COST OF LIVING
"Did you punish our son for throwing a lump of coal at Willie Smiggs?"
asked the careful mother.
"I did," replied the busy father. "I don't care so much for the Smiggs
boy, but I can't have anybody in this family throwing coal around like
that."
"Live within your income," was a maxim uttered by Mr. Carnegie on his
seventy-sixth birthday. This is easy; the difficulty is to live
ithout
it.--_Satire_.
"You say your jewels were stolen while the family was at dinner?"
"No, no! This is an important robbery. Our dinner was stolen while we
were putting on our jewels."
A grouchy butcher, who had watched the price of porterhouse steak climb
the ladder of fame, was deep in the throes of an unusually bad grouch
when a would-be customer, eight years old, approached him and handed him
a penny.
"Please, mister, I want a cent's worth of sausage."

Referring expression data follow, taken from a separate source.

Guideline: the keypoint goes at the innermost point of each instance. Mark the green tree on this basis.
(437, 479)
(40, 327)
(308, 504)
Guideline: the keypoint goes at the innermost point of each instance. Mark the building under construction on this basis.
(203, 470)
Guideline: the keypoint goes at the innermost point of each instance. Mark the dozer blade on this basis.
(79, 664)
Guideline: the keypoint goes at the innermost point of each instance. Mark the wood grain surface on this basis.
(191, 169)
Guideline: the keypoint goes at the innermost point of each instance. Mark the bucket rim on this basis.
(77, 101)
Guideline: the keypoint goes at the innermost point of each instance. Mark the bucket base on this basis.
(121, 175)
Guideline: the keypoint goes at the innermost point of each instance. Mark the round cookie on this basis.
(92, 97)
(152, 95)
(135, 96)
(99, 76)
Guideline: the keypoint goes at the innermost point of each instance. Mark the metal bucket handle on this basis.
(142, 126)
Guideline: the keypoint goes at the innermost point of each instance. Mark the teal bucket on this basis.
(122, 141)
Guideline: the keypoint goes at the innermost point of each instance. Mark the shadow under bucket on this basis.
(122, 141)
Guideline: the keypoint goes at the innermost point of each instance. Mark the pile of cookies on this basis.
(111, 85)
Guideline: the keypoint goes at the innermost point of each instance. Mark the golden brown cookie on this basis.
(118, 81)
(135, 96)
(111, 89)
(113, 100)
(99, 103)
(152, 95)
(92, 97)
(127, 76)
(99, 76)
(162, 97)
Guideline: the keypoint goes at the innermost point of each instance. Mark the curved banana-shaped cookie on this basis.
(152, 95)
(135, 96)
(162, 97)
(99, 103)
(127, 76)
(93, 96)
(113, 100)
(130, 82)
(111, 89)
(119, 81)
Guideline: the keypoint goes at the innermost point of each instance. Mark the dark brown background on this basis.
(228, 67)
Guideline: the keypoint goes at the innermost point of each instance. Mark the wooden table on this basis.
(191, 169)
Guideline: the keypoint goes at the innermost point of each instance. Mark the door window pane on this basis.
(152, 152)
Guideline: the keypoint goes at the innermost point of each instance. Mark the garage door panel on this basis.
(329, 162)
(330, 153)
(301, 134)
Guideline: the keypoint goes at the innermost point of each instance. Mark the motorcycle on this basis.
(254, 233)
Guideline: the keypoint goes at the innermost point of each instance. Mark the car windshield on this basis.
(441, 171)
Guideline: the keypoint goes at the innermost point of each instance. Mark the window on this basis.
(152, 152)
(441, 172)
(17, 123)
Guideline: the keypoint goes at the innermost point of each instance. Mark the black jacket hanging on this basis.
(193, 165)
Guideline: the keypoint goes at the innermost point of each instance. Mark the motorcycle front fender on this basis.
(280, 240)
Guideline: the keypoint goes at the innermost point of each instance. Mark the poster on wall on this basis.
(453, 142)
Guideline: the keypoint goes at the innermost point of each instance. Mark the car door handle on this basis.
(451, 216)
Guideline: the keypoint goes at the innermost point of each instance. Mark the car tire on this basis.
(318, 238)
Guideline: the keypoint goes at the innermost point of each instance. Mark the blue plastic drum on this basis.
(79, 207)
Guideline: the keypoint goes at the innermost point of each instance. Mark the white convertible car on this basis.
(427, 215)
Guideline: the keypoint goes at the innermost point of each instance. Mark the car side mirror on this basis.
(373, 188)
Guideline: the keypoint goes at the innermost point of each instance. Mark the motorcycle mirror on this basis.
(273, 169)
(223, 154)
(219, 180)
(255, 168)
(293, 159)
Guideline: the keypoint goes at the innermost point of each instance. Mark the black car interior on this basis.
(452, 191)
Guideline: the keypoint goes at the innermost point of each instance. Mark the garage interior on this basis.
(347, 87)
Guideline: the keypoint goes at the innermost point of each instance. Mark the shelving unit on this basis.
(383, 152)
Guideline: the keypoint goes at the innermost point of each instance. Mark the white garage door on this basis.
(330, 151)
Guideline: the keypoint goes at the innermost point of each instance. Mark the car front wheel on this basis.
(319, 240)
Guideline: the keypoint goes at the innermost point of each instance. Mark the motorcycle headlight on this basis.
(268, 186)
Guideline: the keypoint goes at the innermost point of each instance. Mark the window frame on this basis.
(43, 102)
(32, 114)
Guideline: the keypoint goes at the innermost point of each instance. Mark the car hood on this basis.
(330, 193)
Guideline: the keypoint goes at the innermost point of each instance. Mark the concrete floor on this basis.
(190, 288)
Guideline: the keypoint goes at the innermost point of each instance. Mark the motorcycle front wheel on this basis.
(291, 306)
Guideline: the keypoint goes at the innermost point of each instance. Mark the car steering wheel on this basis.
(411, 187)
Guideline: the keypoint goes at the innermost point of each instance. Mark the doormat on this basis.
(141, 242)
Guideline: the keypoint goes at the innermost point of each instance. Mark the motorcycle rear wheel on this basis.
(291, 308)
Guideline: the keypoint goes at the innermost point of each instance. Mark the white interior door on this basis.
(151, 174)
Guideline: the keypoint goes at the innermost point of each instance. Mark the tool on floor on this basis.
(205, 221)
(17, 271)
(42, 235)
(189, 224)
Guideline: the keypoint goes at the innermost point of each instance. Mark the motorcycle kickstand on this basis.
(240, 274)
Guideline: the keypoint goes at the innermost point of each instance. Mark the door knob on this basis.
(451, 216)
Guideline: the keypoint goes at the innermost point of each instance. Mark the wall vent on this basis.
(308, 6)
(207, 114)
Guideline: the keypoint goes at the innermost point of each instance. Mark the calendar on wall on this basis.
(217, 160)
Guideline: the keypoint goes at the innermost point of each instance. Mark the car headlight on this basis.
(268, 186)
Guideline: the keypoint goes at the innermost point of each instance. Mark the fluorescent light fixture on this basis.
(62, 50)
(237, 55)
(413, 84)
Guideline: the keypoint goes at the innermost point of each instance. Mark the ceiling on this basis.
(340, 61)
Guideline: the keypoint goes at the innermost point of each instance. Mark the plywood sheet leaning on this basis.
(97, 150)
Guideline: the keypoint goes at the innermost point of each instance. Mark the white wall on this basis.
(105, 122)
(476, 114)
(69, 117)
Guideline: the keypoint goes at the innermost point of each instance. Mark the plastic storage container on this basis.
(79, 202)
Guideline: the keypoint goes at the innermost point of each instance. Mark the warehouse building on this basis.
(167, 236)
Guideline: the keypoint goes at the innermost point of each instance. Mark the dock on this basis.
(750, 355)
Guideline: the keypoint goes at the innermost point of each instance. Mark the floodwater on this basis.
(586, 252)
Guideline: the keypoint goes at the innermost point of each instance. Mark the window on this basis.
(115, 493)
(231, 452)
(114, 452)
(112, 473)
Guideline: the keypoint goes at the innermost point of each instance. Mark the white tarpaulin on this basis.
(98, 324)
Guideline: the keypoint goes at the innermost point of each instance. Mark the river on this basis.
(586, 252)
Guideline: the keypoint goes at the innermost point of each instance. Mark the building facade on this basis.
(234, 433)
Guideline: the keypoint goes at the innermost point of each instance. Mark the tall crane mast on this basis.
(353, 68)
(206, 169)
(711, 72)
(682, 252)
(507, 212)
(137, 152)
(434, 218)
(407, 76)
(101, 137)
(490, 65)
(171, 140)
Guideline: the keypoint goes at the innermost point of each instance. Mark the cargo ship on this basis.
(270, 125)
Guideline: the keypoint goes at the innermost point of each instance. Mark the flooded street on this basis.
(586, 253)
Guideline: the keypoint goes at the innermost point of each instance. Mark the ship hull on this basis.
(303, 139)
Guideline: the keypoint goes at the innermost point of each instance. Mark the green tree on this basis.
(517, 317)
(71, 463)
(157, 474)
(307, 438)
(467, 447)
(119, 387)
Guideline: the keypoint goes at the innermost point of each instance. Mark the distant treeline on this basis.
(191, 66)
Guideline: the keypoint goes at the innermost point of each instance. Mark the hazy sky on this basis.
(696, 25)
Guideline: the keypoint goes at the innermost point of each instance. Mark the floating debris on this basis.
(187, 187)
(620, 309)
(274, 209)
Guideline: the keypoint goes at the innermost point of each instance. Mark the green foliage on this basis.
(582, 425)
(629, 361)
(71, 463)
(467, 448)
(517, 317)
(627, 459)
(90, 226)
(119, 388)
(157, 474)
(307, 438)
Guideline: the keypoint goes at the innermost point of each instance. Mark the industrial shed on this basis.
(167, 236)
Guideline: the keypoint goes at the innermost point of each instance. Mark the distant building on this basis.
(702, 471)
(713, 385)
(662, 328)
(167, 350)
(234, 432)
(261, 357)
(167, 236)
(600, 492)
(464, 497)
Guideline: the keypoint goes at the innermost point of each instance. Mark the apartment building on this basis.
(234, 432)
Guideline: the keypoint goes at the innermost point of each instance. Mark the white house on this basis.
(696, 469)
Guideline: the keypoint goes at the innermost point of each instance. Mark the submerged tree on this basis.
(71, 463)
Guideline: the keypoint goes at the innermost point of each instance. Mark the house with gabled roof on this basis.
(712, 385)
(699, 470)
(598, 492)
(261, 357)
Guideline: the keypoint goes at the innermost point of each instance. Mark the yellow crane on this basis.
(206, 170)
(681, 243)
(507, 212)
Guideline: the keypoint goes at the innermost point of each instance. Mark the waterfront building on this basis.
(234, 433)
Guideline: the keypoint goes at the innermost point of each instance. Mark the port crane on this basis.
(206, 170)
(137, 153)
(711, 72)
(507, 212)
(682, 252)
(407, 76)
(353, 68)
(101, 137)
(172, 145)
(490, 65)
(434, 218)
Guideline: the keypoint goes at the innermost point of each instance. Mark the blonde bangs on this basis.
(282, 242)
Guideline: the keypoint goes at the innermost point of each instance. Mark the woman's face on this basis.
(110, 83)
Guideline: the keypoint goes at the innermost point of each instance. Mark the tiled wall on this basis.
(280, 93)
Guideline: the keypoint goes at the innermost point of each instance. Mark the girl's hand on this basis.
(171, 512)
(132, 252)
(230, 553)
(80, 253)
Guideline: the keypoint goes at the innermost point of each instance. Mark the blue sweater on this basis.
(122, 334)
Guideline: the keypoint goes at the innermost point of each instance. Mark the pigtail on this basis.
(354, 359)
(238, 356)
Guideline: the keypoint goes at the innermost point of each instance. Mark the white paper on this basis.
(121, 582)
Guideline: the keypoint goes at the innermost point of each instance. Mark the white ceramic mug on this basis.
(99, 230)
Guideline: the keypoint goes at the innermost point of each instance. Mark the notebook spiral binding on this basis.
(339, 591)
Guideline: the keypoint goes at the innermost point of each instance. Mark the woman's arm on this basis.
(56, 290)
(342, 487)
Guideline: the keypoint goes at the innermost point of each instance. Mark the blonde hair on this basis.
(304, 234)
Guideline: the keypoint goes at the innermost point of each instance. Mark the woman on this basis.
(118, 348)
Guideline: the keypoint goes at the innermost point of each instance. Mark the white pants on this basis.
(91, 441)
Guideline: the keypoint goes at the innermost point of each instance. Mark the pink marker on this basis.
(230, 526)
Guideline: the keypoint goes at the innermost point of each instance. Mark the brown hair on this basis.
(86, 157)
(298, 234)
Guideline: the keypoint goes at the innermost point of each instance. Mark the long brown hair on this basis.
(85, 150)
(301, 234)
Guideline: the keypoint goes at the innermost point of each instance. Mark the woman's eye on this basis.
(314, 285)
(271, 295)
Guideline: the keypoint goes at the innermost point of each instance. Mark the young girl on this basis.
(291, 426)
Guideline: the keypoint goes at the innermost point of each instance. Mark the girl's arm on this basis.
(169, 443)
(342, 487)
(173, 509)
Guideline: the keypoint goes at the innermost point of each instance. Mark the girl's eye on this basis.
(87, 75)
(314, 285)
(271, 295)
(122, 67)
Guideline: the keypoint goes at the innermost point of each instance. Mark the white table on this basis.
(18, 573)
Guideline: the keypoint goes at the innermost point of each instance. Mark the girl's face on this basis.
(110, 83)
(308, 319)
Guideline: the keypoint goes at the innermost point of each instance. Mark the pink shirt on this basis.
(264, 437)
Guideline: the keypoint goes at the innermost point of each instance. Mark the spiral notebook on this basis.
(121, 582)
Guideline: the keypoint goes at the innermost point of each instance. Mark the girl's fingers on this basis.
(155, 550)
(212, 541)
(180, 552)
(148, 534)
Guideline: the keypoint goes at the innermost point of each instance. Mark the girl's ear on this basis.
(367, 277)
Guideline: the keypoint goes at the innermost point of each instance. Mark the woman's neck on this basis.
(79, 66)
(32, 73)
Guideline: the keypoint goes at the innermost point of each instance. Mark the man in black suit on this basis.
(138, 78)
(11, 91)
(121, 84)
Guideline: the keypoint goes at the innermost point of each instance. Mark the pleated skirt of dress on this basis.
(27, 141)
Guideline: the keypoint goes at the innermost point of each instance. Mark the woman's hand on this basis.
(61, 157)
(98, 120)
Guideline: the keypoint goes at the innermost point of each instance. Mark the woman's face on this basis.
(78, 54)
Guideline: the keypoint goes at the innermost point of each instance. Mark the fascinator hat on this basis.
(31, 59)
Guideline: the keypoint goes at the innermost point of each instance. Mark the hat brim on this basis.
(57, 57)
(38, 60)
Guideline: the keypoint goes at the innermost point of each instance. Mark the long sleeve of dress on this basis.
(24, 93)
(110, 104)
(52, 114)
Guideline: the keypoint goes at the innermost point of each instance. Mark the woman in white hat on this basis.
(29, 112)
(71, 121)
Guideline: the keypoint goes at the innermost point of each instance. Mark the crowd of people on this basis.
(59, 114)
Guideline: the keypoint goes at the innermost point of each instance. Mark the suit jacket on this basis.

Turning on the youngster with a growl, he let forth this burst of good
salesmanship:
"Go smell o' the hook!"
TOM--"My pa is very religious. He always bows his head and says
something before meals."
DICK--"Mine always says something when he sits down to eat, but he don't
bow his head."
TOM--"What does he say?"
DICK--"Go easy on the butter, kids, it's forty cents a pound."